Bullstrode Whitelocke K.C.

Saturday, May 29, 2010

Tips on improving your appearance

Historically, a successful lawman could expect to live a life in the law without any concern for his appearance. When I was first called to the Bar, it was not uncommon for barristers to communicate with clients, instructing solicitors and even their dry cleaners solely in writing, a dignified practice that I maintained well into the 1970s. However, with the increasing proliferation of bi-focal spectacles, a lawman’s appearance has become as important as small feet in the orient.

As a famous flâneur, looking like a distinguished and handsome advocate has always come easily to me, but others must work at it. That being said, I have never been one to rest on my laurels and have stridently worked towards self-improvement. I was lucky enough to begin greying around the temples at age 17, and, indeed, in my halcyon days was known as the “Silver Canetoad” around the Union Club. I am now blessed with probably the thickest head of hair of any septuagenarian in Australia. Rest on my profuse, hoary laurels I do not, however, and through dedication and the constant application of lemon juice and a curling iron, I have managed to train my hair to grow in the colour, texture and style of a judicial wig. This natural hairpiece gives me around-the-clock gravitas, whether I am drafting, hunting or even just visiting the corner store. This style will also facilitate my inevitable elevation to the bench, subject of course to the necessary Constitutional amendments.

But Bullstrode, I hear you ask, are the advertisements correct? Must we cleanse and exfoliate to prevent the seven signs of aging?

This question is misguided on two fronts. First, you must never ever refer to me as Bullstrode, even to your family. I will not say this again. Second, aging is not to be discouraged. I implore you to do what you can to prematurely age your face. Colourful media personality Ian “Molly” Meldrum used to spend long hours in front of industrial grade heaters, periodically basting his face with a tonic of ammonia and basil pesto, to obvious effect. His inexorable rise in the face of a manifest lack of talent and suspected communist sympathies should be all the proof you need. For the junior lawman, I suggest rampant whoring, a well trimmed moustache and a nightly bottle of Harvey’s Bristol cream.


Ian 'Molly' Meldrum - the face that has launched 1000 ships

Friday, March 19, 2010

Remember to be handsome

Let’s be very clear on something, I am no fan of President Obama. This a notorious fact. I prefer more wholesome and family orientated American politicians like my good friend Governor Mark Sandford. Nevertheless, the brouhaha caused by President Obama’s cancelled visit to Australia is an important reminder to all of us that to be successful in the public eye, one must be fetching.
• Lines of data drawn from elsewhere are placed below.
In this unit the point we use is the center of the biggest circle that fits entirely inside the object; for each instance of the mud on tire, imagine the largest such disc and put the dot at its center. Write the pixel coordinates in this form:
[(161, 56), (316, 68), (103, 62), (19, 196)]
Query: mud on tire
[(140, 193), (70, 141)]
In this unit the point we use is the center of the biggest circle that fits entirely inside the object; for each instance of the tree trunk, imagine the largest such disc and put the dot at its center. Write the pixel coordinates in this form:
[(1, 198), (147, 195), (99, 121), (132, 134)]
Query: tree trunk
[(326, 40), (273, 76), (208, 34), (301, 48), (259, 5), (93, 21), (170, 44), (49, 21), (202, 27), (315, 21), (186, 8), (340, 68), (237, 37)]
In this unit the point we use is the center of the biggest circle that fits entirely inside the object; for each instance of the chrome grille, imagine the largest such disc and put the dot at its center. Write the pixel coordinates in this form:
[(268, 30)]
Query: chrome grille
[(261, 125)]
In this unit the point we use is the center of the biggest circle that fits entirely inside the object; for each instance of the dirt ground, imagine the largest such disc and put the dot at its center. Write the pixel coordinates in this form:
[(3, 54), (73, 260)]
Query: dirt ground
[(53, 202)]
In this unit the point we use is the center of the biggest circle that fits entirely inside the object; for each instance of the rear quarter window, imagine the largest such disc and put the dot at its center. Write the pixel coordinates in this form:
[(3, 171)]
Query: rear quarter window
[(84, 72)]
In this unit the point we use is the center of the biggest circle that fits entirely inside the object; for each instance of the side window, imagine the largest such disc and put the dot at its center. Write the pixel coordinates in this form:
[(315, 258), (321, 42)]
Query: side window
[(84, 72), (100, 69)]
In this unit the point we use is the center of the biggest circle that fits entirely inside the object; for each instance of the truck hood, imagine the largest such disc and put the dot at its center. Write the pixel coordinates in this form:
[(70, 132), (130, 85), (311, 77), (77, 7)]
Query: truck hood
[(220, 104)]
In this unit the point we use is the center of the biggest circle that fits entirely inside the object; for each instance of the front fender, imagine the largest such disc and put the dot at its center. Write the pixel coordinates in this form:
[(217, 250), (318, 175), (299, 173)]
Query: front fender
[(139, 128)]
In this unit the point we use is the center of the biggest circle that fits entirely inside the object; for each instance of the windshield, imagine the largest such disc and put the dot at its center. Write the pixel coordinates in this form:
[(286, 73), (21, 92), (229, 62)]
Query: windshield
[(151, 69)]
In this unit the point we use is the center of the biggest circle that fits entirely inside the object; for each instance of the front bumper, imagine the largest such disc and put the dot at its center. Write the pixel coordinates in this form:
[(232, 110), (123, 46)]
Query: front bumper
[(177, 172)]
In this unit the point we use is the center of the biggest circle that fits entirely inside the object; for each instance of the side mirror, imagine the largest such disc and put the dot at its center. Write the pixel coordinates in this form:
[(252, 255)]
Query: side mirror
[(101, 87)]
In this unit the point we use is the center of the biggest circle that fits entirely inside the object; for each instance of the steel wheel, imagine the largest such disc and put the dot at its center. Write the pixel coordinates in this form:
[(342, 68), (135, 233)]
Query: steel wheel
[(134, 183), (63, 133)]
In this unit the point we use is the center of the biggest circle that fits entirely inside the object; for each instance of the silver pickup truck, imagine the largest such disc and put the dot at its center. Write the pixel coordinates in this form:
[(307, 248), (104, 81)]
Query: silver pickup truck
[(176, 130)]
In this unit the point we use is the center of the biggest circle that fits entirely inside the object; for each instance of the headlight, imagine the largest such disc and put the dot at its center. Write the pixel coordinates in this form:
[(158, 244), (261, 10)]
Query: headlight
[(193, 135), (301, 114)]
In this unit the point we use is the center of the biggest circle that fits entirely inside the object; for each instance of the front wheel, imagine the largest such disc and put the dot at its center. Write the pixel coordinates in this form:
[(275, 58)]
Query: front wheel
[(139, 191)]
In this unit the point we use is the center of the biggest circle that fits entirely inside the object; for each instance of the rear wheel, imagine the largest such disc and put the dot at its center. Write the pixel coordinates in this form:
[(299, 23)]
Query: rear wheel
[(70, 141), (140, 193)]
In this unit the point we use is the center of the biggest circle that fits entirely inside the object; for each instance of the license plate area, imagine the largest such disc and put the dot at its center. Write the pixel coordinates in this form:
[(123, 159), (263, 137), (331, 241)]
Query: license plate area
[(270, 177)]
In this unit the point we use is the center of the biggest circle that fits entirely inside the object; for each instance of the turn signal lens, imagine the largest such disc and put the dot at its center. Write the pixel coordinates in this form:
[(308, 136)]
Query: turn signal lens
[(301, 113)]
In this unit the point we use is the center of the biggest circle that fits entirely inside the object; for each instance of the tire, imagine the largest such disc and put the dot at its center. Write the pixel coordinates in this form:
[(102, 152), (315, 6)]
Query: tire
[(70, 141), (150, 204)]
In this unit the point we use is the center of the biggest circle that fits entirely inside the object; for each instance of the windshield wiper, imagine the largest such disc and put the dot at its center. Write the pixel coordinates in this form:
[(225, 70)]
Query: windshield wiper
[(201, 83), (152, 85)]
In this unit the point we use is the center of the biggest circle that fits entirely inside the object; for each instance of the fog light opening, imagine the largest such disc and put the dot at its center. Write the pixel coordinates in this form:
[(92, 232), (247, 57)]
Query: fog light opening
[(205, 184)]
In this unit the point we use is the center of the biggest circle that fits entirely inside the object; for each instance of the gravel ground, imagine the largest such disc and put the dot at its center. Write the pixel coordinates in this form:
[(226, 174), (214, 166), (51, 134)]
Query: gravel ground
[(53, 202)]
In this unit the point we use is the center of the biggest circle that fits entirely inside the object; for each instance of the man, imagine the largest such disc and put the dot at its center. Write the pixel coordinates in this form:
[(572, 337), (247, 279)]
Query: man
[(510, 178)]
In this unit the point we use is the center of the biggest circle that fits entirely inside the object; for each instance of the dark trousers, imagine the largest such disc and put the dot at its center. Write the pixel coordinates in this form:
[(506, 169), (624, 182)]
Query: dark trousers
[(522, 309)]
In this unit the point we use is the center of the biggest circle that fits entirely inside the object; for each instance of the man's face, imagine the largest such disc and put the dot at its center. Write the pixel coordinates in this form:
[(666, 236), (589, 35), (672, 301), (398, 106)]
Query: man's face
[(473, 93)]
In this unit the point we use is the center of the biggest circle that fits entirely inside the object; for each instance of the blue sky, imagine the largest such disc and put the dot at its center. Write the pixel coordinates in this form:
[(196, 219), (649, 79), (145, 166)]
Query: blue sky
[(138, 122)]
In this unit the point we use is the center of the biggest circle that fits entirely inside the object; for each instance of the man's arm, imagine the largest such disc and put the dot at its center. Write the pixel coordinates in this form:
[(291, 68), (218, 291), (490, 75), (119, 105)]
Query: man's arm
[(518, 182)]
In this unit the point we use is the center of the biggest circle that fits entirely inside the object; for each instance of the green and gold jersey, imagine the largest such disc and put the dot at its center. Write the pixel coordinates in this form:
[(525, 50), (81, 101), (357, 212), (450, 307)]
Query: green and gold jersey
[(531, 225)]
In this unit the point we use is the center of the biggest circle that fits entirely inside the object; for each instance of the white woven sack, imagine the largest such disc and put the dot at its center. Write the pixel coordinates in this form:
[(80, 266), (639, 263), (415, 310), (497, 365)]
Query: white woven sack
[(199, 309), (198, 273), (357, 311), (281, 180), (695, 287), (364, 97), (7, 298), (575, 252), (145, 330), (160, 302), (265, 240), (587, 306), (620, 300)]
As I described in painstaking detail in On Lawmanship, for men aspiring to greatness, the importance of a pleasant countenance is not a new development. Looks have been an important aspect of advocacy and persuasion since the birth of Julian of Norwich in 1342 at which time man first became able to discern the pleasant from the repulsive. Indeed, the great persuader himself, Heraclitus, was considered almost supernaturally handsome.

So gentle readers, if you want to be successful and popular in Australia make sure you look good at all times!


My dear, dear friend John Winston’s enduring popularity was no accident.